Julian Carter is a queer theorist and critical historian whose work focuses on normativity, embodiment and the construction of identity.
He is the author of The Heart of Whiteness: Normal Sexuality and Race in America, 1890–1940 (Duke University Press, 2007). The book uses sex advice writing and other vintage pop-cultural sources to show how the concept of “normality” combines ideas about heterosexuality and whiteness in a way that makes it difficult for white, straight people to perceive the specificity of their subject-positions. Recent essays address lesbian pulp fiction and the politics of disidentification; the racial imaginary of early gay and lesbian historical writing; and the theoretical as well as social boundaries on lesbian identity, for which he earned a citation in the Stanford Encyclopedia of Philosophy. Currently he is working on a phenomenological account of the “wrong body” experience filtered through contemporary dance performance.

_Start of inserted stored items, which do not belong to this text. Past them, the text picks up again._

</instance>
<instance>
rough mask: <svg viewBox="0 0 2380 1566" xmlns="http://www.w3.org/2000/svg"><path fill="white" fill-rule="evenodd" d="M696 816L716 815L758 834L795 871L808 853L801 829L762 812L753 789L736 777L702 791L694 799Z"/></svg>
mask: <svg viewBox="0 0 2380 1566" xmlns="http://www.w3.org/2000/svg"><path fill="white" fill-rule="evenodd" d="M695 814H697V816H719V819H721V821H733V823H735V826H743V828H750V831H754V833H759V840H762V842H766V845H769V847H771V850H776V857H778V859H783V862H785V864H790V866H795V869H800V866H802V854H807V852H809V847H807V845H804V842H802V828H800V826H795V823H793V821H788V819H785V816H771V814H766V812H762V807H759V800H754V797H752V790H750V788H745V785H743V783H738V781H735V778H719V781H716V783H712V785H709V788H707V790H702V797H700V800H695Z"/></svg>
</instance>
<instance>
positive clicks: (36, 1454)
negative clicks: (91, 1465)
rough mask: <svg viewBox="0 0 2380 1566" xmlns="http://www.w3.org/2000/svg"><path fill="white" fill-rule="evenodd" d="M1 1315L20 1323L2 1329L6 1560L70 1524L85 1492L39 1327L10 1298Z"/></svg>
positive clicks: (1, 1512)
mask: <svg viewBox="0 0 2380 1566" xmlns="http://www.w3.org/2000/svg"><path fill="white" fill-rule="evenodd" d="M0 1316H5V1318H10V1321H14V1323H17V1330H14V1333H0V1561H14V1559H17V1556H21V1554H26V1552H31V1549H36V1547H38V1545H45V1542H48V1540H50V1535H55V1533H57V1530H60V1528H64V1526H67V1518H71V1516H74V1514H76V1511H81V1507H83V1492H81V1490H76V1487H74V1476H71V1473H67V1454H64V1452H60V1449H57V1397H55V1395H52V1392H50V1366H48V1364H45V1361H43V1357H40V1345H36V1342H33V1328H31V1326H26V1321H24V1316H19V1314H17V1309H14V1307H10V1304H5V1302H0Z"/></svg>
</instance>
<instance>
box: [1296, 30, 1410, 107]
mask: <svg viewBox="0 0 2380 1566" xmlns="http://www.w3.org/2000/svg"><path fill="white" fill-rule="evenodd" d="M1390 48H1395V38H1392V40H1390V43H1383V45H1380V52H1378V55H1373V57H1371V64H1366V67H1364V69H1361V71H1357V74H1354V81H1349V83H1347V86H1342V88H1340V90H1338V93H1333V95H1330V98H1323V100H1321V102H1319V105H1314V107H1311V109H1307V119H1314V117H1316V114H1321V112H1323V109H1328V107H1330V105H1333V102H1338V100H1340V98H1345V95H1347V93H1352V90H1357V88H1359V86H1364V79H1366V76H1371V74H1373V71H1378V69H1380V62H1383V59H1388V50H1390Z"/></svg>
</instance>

Before coming to CCA in 2006, Julian taught at Stanford and New York University. He sits on the editorial board of the new Trans Studies Quarterly and the governing board of the international Committee on LGBT History. Major academic honors include the Ida B. Wells Prize of the American Historical Association’s Committee on Women in the Historical Profession and an American Fellowship from the American Association of University Women.
AB, Bryn Mawr, MA, PhD, University of California, Irvine.